To summarize, Solomon’s primary conclusions ride on a highly obfuscated probabilistic assumption that appears to be a poor approximation to realities of the 2020 election. I believe his techniques are capable of finding and suggesting some potentially fraudulent instances, but this is a very long way from 100% mathematical proof. I’d encourage you to think more deeply about this and carefully reread my replies in this thread. Researching more general topics like https://en.wikipedia.org/wiki/Statistical_proof and https://en.wikipedia.org/wiki/Probabilistic_logic may also help.

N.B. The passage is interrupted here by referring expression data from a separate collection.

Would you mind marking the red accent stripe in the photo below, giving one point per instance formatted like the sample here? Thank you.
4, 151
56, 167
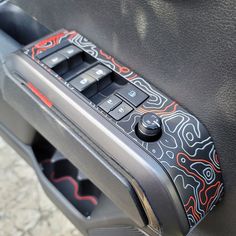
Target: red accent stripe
44, 99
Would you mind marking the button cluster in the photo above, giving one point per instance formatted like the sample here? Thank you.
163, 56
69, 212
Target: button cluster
118, 107
92, 80
62, 60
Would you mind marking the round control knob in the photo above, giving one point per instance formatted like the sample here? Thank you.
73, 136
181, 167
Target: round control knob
149, 127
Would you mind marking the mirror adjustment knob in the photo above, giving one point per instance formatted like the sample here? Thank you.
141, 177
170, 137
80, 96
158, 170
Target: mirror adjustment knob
149, 127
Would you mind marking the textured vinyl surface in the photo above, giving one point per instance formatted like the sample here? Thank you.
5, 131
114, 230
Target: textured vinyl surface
185, 48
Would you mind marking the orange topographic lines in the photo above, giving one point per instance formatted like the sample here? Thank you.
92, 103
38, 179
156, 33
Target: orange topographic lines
165, 111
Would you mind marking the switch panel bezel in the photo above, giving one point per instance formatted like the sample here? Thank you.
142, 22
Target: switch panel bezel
185, 150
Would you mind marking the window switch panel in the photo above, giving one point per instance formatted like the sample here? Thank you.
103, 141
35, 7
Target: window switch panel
121, 111
70, 51
133, 95
85, 83
101, 74
110, 103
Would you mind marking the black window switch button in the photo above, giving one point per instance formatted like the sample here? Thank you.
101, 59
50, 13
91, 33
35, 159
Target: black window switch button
54, 60
102, 74
132, 94
110, 103
70, 51
85, 84
121, 111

One final technical correction: The 3-decimal rounding errors are much larger than 1 or 2 votes. The Edison/NYT json files report a cumulative grand total of votes and then 3-decimal fractions for each candidate. As soon as the grand totals are greater than 1000 then rounding errors begin and grow increasingly worse as both precinct size increases and as time goes along. Such errors are substantial in the larger precincts in both Fulton and Philadelphia counties and also involve third-party candidates. The deltas that Solomon analyzes are far from exact, adding another questionable aspect to his entire analysis.